Oh and, we had wights right from the very first book, maybe even Prologue ...
So it's not "convenient", nothing for GRRM is convenient currently, otherwise Winds would be out by now ...
The JS resurrection was not related to the zombies, as JS was able to resume a normal life.
If this could happen in the GoT universe, wouldn't you think that there'd be a massive effort by kings and others to resurrect dead family members? Or even talk about resurrecting them? There was no hint of that.
(Zombies violate the laws of physics, like conservation of energy, which makes it sad that most zombie movies try on some hackneyed explanation for them being the result of some virus. If you're going to try a scientific explanation for them, don't blatantly violate fundamental laws of physics.)
> lost all interest in Harry Potter when he was hanging outside a window, helpless. Then, his buddy appears with a flying car to rescue him.
Hmmm. When exactly does that happen? Are you referring to the very start of chapter 3 in Harry Potter and the Chamber of Secrets? Because Harry most definitely is not hanging out of a window before his friends arrive.
He is kept locked up by his aunt and uncle. Because of that he is not answering his friend's letters. His friend has access to the magical means of busting him out (a flying car) so they do. If he would have decided to rescue him a day earlier or a day later he would have found Harry in basically the same situation.
This is the same in both the film [1] and the novel. Soooo what are you talking about? I think you made the scene up, which seriously undermines your point.
Why would you mention something while it was not relevant? The Weasley's dad was known to be intrigued by things of the Muggles, and was known to collect items such as the specific Ford (car not available in the US so the reference was a bit lost).

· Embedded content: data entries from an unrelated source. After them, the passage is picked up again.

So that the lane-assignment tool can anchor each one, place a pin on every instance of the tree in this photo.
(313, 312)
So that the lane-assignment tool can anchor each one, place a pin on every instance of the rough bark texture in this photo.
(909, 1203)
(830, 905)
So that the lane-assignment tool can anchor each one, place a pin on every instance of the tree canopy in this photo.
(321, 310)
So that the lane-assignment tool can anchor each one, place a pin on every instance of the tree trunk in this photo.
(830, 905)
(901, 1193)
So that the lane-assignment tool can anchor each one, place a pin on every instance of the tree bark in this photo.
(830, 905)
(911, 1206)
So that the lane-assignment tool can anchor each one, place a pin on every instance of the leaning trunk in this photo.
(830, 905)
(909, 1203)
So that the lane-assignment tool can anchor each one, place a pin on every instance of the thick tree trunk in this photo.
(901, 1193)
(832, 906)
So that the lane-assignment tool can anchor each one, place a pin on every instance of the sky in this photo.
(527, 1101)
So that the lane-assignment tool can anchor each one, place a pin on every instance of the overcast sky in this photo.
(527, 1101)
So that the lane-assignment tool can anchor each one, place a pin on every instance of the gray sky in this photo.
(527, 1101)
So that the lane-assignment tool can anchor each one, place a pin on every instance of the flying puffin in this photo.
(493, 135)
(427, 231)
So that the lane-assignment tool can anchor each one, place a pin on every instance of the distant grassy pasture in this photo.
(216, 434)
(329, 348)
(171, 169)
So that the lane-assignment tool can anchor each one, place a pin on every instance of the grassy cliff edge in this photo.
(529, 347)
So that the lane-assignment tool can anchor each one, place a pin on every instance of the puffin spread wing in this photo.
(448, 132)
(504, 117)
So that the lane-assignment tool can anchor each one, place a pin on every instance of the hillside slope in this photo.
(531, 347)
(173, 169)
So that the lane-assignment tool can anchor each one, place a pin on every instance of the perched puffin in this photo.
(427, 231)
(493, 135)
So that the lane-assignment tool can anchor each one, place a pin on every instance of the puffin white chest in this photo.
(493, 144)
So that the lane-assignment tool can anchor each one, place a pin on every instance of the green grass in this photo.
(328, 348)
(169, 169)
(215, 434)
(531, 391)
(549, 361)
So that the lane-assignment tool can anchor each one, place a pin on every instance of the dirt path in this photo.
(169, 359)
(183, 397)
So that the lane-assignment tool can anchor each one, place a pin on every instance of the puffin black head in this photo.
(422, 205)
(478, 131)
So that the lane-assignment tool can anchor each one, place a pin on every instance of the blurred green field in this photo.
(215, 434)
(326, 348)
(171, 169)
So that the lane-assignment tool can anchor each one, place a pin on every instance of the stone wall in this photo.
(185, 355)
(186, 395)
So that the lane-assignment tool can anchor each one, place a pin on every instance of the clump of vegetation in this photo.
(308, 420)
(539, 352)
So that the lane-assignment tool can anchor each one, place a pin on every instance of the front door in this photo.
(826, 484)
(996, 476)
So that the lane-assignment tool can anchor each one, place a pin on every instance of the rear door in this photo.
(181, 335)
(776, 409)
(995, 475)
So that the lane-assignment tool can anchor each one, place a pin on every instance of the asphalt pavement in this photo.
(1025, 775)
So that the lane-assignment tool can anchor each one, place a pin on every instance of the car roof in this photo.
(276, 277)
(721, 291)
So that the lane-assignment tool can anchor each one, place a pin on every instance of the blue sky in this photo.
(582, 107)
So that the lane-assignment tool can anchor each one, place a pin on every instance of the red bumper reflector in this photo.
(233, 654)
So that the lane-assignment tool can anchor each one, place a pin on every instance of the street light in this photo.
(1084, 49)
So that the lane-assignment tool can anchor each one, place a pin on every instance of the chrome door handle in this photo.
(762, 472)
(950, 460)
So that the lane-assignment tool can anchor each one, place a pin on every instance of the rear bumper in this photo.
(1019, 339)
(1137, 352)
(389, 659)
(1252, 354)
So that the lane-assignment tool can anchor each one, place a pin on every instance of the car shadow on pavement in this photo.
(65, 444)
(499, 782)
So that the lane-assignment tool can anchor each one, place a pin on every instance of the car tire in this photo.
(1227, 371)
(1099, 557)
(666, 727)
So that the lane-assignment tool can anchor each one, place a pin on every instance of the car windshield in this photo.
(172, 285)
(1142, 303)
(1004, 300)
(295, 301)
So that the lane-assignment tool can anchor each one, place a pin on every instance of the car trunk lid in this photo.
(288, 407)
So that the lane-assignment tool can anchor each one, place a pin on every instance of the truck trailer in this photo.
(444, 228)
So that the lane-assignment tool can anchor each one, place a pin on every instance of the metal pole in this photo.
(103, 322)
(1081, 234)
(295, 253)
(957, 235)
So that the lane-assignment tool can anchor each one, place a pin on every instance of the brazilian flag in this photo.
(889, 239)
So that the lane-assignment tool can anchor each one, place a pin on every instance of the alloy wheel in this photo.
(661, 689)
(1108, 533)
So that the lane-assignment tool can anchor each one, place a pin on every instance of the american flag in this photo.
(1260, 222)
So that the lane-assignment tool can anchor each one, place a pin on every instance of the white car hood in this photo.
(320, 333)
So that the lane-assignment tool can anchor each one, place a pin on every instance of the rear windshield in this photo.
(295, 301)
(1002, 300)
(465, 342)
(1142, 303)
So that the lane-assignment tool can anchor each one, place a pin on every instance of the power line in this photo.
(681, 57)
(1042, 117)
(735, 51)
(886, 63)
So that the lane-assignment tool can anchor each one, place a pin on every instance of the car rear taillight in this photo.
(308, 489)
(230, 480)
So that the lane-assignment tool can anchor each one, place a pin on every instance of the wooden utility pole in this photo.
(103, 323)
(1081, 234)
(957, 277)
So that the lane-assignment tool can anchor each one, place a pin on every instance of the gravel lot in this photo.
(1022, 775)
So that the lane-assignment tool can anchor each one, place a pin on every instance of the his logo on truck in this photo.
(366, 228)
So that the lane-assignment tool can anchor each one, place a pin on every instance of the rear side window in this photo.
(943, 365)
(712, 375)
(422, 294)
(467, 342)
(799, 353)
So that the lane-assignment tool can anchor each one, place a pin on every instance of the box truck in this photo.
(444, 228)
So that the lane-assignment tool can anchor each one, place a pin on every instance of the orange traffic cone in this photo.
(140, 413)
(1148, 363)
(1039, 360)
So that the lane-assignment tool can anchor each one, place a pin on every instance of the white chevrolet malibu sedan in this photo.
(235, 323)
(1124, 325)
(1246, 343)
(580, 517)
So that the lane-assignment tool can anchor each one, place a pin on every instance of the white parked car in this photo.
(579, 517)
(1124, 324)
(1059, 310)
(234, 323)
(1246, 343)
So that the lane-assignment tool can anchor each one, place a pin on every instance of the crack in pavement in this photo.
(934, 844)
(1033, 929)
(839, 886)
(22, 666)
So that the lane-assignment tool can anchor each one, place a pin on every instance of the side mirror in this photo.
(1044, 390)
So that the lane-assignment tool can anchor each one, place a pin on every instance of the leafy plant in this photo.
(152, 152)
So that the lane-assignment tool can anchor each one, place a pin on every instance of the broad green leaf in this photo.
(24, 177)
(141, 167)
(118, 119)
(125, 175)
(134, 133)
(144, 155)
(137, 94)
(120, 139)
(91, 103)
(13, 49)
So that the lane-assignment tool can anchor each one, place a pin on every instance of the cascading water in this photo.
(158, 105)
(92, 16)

If Ron had told Harry about the car in some random conversation in a previous book, you would probably then complain about some bit of obtrusive foreshadowing ruining the plot line. Okay, maybe not you specifically, but that's another common trope of criticism of fiction.
I don't really see that as a problem, though. This is a world where magic is a thing, and is commonplace. That's the entire point of the world and the story wouldn't exist without it.
A flying car seems utterly unsurprising, especially when we've already seen flying broomsticks. I think I'm more surprised that we didn't see more of the flying car.
If you don't like that, definitely don't read the first Frontlines series by Marko Kloos! I find it enjoyable, but the main character is like a one-man quantum immortality thought experiment.